Letteratura

Reading in the Sound – Vanni Santoni alla Biblioteca dell’Orticoltura

I FRATELLI MICHELANGELO

La storia di quattro fratelli in un viaggio verso il padre

Venerdì 25 ottobre alle ore 18.15 presso la Biblioteca Orticoltura ultimo appuntamento, per la terza edizione 2019, con la rassegna Reading in the Sound. Tra le righe del contemporaneo, realizzato dall’associazione culturale La Nottola di Minerva, nell’ambito dell’Estate Fiorentina.

Ospite Vanni Santoni con il suo ultimo romanzo I fratelli Michelangelo (Mondadori). Performance letteraria e sonora con un reading dell’autore accompagnato dal pianoforte di Nicola Genovese e dalla tromba di Renato Cantini.

La rassegna Reading in the Sound. Tra le righe del contemporaneo, giunta con il 2019 alla terza edizione, porta i grandi autori della letteratura italiana nel circuito delle Biblioteche Comunali Fiorentine, attraversando tutti i quartieri della città.

Reading in the Sound sottolinea il valore della lettura non solo come gesto ma come atteggiamento mentale, promuovendo il libro e la lettura e offrendo occasioni di maggiore aggregazione, nelle biblioteche. Leggere è mettersi in relazione a parole, a suoni e vite altrui, con attenzione e profondità.

Reading in the Sound è un invito a guardare al mondo e a ciò che sta oltre la semplice apparenza: invita a stare tra le righe, né dentro né fuori, ma tra il dentro e il fuori, in quella dimensione sospesa tra dubbio e verità che sola consente l’esercizio dello spirito critico.

Antonio Michelangelo è un uomo ricco e famoso: partigiano, dirigente di aziende importanti (Ibm, Olivetti, Eni), autore di un fortunato romanzo sulla Resistenza, di un film sperimentale diventato oggetto di culto, in tarda età incisore e santone, e sempre, con dedizione e costanza, seduttore. Il nuovo romanzo di Vanni Santoni ruota intorno a questa figura di padre insieme ingombrante e assente – o meglio, a ruotare intorno a lui sono i quattro fratelli che sono i veri protagonisti di questo libro, che Antonio, con reticenza e mistero, convoca nella sua tenuta in Toscana, a Vallombrosa.

Il romanzo è costruito dunque sui percorsi di questi quattro figli (da tre madri diverse) che si preparano all’incontro col padre, desaparecido o addirittura, per uno di loro, sconosciuto: a capitoli che, con un intelligente equilibrio di analessi e prolessi, raccontano la storia delle loro vite dall’infanzia ai momenti precedenti la partenza per Vallombrosa, se ne alternano altri incentrati sull’arrivo e sull’incontro tra di loro e con Antonio. I quattro fratelli Michelangelo sono tutti, variamente, irrisolti (personaggi precari, per riprendere un altro titolo dell’autore), e la lunga ombra dell’assenza paterna pesa su di essi a ogni passaggio delle loro biografie.
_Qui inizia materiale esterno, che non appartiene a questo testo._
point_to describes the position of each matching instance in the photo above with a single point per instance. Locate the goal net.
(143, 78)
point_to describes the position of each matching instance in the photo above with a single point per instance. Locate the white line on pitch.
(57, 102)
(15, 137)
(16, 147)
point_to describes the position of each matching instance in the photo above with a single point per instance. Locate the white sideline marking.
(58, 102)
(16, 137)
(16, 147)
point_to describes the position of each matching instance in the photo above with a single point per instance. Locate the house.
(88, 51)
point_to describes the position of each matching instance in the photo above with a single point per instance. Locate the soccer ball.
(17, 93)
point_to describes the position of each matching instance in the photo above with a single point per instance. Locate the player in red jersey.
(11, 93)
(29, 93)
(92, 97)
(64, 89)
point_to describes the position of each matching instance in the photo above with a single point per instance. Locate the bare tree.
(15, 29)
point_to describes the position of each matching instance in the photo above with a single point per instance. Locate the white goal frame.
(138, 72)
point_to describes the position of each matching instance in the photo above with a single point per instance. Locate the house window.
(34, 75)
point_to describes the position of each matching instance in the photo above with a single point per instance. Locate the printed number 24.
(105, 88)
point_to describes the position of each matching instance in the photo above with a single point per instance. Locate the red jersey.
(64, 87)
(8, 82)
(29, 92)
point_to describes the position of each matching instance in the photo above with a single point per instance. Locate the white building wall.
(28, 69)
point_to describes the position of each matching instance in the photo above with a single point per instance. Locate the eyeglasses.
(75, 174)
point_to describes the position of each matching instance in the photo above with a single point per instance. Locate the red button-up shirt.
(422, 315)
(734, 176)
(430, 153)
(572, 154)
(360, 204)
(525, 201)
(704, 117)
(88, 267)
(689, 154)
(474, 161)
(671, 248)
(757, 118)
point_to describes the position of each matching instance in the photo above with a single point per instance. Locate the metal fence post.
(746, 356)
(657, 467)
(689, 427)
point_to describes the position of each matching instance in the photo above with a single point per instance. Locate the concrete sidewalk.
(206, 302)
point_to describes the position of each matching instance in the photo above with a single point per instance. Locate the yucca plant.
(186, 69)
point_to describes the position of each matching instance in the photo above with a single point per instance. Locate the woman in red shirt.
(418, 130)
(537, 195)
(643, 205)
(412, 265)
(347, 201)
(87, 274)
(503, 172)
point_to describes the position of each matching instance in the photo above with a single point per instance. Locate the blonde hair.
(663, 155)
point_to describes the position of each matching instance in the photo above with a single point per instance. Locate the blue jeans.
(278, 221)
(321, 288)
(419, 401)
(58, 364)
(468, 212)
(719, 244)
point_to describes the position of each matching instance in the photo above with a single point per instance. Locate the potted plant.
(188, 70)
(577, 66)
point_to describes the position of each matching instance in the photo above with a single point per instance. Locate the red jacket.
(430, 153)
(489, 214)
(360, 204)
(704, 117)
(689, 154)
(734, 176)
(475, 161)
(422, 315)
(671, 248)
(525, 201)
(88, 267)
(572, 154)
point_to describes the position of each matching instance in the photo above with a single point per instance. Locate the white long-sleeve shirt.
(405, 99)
«Così si avviano verso la villa, l’inquietudine che comincia a prenderli tutti e quattro, a renderli consapevoli che tante premesse, e una notte come quella passata, non possono non preludere a qualcosa di inusuale, forse clamoroso, magari terribile»

VANNI SANTONI

Vanni Santoni (1978), dopo l’esordio con Personaggi precari, ha pubblicato, tra gli altri, Gli interessi in comune (Feltrinelli, 2008), Se fossi fuoco arderei Firenze (Laterza, 2011), Muro di casse (Laterza, 2015), La stanza profonda (Laterza, 2017, candidato al Premio Strega). Per Mondadori ha pubblicato la serie Terra ignota (2013-14) e L’impero del sogno (2017). Dirige la narrativa di Tunué e scrive sul “Corriere della Sera”. Per Mondadori è uscito I fratelli Michelangelo (2019).